Des chiffres discutables, puisqu’en 2021, le docteur Alex J. Wood a voulu mener sa propre enquête. Dans l’étude Alienation Is Not ‘Bullshit’: An Empirical Critique of Graeber’s Theory of BS Jobs, il précise qu’“en 2015, seuls 4,8% des salariés européens estimaient que leur travail était inutile, alors qu’il n’y a pas une seule profession à la con dans laquelle une majorité de travailleurs sont de cet avis”, indique-t-il à Atlantico. Ces deux points de vue traduisent une réalité: on sait que les bullshit jobs existent, mais il est difficile pour certains salariés de l’accepter.
Pour se faire son propre avis, le journaliste franco-allemand Nicolas Kayser-Bril s’est également penché sur le sujet. Pour lui, ces actions se définissent de cette manière: “ce sont toutes ces tâches qui sont inutiles ou dont on imagine qu’elles sont utiles.” Dans son livre Imposture à temps complet, pourquoi les bullshit jobs envahissent le monde, paru en janvier 2022, il remonte le temps pour expliquer la genèse de ces emplois. L’auteur se questionne sur leur intérêt ainsi qu’aux personnes pour qui cette situation est profitable.
Le point de départ de cette longue enquête est sa propre expérience. Depuis son début dans le monde professionnel, il y a une quinzaine d’années, le journaliste a dû faire face à de nombreux bullshit jobs. Et en 2018, prenant conscience de ce qu’on lui demandait de faire, Nicolas Kayser-Bril a tout envoyé valser. Cette année-là, il est embauché sur un projet pour “former des multiplicateurs de journalisme en utilisant le “Blended Learning”.” Vous non plus, vous ne comprenez pas très bien ce que cela signifie? Il était dans le même cas!
Comment repérer les bullshit jobs dès l’entretien d’embauche?
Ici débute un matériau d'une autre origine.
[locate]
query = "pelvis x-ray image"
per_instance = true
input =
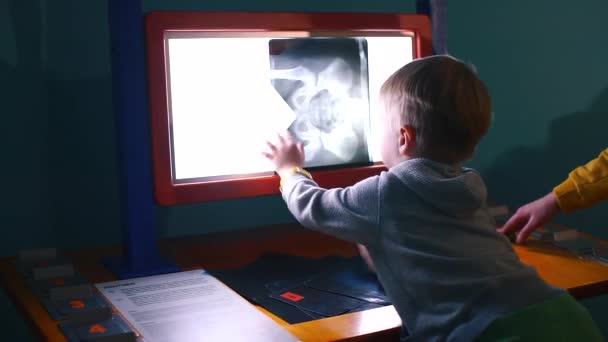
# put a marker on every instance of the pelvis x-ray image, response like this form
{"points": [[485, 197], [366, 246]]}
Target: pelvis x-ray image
{"points": [[325, 81]]}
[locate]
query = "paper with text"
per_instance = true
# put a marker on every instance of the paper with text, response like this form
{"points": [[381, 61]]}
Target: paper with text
{"points": [[189, 306]]}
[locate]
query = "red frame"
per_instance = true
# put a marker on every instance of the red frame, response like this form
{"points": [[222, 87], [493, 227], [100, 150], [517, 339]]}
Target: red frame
{"points": [[157, 23]]}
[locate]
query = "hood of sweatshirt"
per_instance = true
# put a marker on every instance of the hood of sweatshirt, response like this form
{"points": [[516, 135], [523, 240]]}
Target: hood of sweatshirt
{"points": [[452, 189]]}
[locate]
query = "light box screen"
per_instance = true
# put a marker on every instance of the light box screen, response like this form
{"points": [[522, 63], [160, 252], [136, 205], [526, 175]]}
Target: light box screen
{"points": [[229, 92]]}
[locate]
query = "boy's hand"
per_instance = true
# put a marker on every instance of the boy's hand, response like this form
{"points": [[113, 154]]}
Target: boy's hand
{"points": [[285, 153], [531, 216]]}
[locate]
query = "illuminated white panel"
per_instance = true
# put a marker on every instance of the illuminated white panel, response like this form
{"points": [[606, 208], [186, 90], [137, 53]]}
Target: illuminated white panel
{"points": [[223, 105]]}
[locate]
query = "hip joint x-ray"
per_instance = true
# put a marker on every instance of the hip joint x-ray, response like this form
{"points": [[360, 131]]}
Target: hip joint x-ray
{"points": [[230, 92]]}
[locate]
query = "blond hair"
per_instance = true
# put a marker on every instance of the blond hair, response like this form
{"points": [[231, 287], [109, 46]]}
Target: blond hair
{"points": [[444, 101]]}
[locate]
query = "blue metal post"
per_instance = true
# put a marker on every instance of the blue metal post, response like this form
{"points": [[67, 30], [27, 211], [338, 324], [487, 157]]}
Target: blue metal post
{"points": [[140, 253]]}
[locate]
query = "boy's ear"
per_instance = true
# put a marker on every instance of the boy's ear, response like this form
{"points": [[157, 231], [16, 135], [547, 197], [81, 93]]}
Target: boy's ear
{"points": [[407, 140]]}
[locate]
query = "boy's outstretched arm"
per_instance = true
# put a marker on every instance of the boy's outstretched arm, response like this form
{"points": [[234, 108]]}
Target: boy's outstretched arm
{"points": [[350, 213]]}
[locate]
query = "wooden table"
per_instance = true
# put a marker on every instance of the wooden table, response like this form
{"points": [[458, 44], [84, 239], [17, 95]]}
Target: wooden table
{"points": [[583, 278]]}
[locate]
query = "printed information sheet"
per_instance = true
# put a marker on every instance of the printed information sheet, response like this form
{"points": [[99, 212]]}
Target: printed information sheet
{"points": [[189, 306]]}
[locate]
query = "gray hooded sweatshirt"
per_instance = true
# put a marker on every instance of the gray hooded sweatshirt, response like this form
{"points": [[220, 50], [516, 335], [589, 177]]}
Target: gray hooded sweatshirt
{"points": [[435, 247]]}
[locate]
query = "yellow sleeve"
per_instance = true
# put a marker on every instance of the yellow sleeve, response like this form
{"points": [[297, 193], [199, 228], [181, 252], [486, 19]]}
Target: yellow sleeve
{"points": [[586, 185]]}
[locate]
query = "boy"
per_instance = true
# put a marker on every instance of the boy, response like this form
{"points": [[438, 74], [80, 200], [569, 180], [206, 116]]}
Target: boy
{"points": [[435, 249]]}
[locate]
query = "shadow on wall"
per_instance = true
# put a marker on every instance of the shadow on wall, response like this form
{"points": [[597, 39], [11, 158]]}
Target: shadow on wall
{"points": [[526, 173]]}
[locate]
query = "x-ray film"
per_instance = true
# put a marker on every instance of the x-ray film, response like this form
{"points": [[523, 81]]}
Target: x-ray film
{"points": [[229, 92], [325, 82]]}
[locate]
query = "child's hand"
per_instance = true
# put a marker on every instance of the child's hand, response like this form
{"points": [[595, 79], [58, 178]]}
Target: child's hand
{"points": [[285, 153]]}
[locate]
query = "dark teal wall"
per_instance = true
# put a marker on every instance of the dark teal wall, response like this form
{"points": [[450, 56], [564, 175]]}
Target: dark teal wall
{"points": [[544, 62], [545, 65]]}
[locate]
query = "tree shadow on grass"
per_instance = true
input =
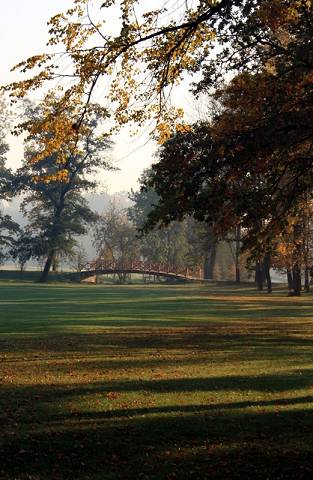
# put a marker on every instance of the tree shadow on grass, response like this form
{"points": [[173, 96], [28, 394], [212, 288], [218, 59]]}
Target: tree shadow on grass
{"points": [[167, 442]]}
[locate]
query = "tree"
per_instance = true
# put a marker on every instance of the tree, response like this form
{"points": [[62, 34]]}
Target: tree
{"points": [[115, 238], [53, 202], [8, 228], [263, 46], [179, 244]]}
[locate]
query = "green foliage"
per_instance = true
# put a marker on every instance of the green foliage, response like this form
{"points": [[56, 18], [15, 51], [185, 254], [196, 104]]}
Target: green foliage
{"points": [[53, 203]]}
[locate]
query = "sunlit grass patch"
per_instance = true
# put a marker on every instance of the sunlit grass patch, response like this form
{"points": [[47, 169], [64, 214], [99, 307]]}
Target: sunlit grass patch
{"points": [[154, 382]]}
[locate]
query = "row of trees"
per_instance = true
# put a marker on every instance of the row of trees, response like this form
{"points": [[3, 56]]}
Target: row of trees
{"points": [[247, 171]]}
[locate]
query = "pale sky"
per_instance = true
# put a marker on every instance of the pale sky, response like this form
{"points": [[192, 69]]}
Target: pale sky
{"points": [[23, 33]]}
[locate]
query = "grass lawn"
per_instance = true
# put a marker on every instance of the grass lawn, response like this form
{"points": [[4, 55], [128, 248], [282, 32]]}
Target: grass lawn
{"points": [[154, 382]]}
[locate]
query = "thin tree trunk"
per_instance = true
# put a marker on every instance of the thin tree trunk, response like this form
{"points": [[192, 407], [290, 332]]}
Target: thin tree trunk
{"points": [[267, 273], [307, 279], [209, 263], [289, 279], [259, 275], [44, 275], [237, 253], [296, 273]]}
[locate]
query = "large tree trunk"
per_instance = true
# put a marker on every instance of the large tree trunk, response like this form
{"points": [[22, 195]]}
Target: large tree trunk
{"points": [[44, 275], [266, 272]]}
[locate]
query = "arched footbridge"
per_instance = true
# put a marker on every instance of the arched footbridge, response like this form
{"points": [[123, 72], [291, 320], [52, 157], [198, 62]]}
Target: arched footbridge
{"points": [[105, 267]]}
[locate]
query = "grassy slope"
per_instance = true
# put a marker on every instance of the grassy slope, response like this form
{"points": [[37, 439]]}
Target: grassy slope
{"points": [[154, 382]]}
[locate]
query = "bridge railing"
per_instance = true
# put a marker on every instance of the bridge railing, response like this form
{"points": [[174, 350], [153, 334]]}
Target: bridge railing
{"points": [[143, 266]]}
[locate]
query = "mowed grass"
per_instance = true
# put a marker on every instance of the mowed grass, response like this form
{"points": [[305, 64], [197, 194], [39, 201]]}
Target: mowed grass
{"points": [[154, 382]]}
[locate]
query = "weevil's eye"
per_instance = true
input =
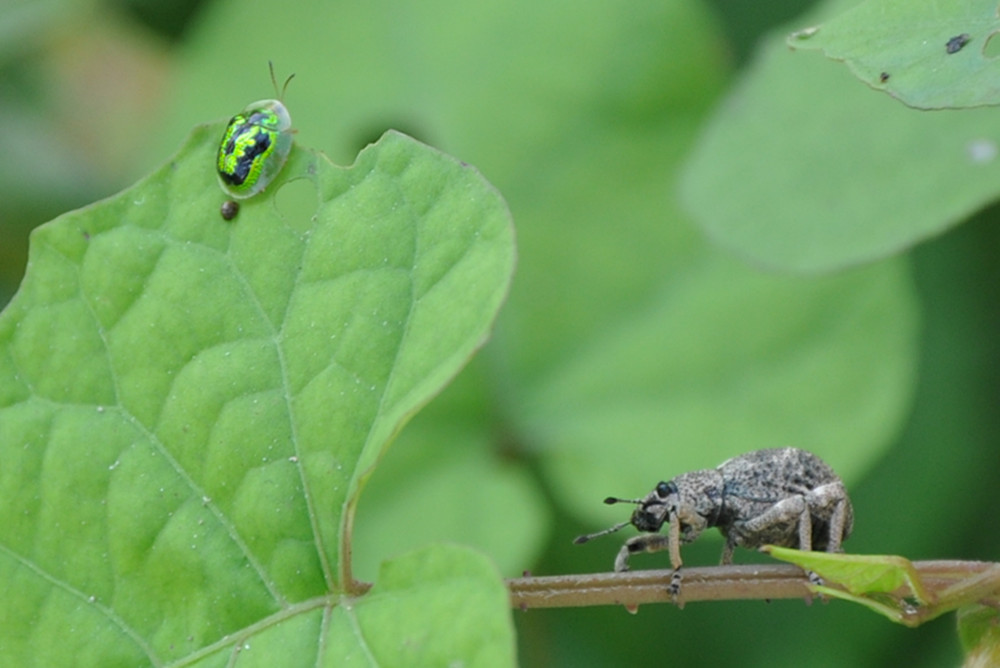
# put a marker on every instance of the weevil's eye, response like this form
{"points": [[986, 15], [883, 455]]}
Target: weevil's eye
{"points": [[665, 489]]}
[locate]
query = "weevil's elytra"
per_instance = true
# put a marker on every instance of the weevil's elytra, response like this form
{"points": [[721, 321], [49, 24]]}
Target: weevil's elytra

Nicolas Kayser-Bril aurait peut-être dû se douter dès le début que cet emploi allait être qualifié de bullshit jobs. Après cette expérience, il s’est rendu compte que des signes pouvaient facilement nous alerter. Les indices à repérer dans les annonces sont ces “mots qui sont flous et qui n’ont pas de définition. En général, ce sont des mots en anglais”. Si un doute persiste, le candidat peut aller plus loin: demander à l’entreprise de définir précisément ce qu’elle fait. “Est-ce que c’est une organisation qui a un objectif clair et qui n’est pas complètement vague? Pour cela, on peut se tourner vers les documents de référence. Parfois, il y a des définitions de missions d’entreprise qui sont relativement claires.” Si dans le cas contraire, ces textes sont trop vagues, “il faut réussir à parler avec quelqu’un de l’organisation”.
Pour Nicolas Kayser-Bril, les bullshit jobs sont plus nombreux qu’on ne le pense, et ne sont pas sans conséquences: burn-out, dépression, colère… Alors, comment faire pour les éviter? “Pour moi, l’inverse du bullshit job c’est du boulot valorisant. Pour qu’il y en ait, il faut pouvoir être valorisé, faire quelque chose, une action et qu’elle soit reflétée dans la réalité. Pour ça, à mon avis, la meilleure situation c’est une forte croissance économique où il y a partout des choses à faire pour la majorité des travailleurs et des travailleuses”, conclut le journaliste. Selon une étude publiée en 2021, un salarié sur dix estimait que son travail a perdu du sens avec la pandémie.